Сильвин мельком взглянул на свои руки — они были залиты кровью и вымазаны какой-то смолистой гадостью. Мармеладка, в свою очередь, сломала нарощенный ноготь, и теперь шепотом бранилась — досталось и горемычному котенку, который продолжал на своем языке молить о спасении.
Сильвин. Я спущусь и достану малыша.
Мармеладка. Милый, тебе вряд ли это удастся. Я сделаю это сама.
Сильвин. Позволь, я еще не так плох, как ты думаешь.
Мармеладка. Но ты же едва ходишь?
Сильвин. Нога? Это пройдет. Уже прошло…
Мармеладка. Если с тобой что-нибудь случиться, Герман меня убьет!
Сильвин. Пусть только попробует!
Так они препирались до тех пор, пока котенок не затих. Тут только Сильвин решил проявить некую твердость — он неожиданно решительным движением отодвинул Мармеладку и полез в колодец. Не успел спустить ноги вниз, как взвизгнул от внезапной боли, подломился, упал на бок, и девушка за руку оттащила его от колодца.

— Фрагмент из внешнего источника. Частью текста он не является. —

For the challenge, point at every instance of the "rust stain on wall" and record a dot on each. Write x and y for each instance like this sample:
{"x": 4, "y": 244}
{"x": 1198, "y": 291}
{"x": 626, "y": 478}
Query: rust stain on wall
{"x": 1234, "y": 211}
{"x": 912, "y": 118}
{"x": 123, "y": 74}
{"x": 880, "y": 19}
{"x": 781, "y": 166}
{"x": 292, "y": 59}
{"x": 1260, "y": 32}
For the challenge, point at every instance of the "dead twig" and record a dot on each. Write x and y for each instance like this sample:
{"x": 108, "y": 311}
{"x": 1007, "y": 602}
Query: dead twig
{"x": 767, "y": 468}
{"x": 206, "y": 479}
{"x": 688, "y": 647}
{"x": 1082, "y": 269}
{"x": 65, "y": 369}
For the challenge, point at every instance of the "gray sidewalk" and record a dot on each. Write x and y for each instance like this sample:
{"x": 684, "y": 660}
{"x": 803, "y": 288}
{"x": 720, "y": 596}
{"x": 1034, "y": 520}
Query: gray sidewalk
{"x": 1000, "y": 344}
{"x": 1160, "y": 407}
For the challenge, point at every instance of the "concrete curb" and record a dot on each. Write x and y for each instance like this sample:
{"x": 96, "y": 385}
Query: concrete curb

Мармеладка с укоризненно наморщенным лбом посмотрела на своего незадачливого подопечного, подошла к колодцу и вскоре с легкостью и гибкостью совсем еще юной особы скрылась под землей. Сильвин слышал, как быстро она опускалась, переступая с одной железной опоры лестницы на другую.
Вдруг Мармеладка дико взвизгнула. Послышался шум короткой борьбы.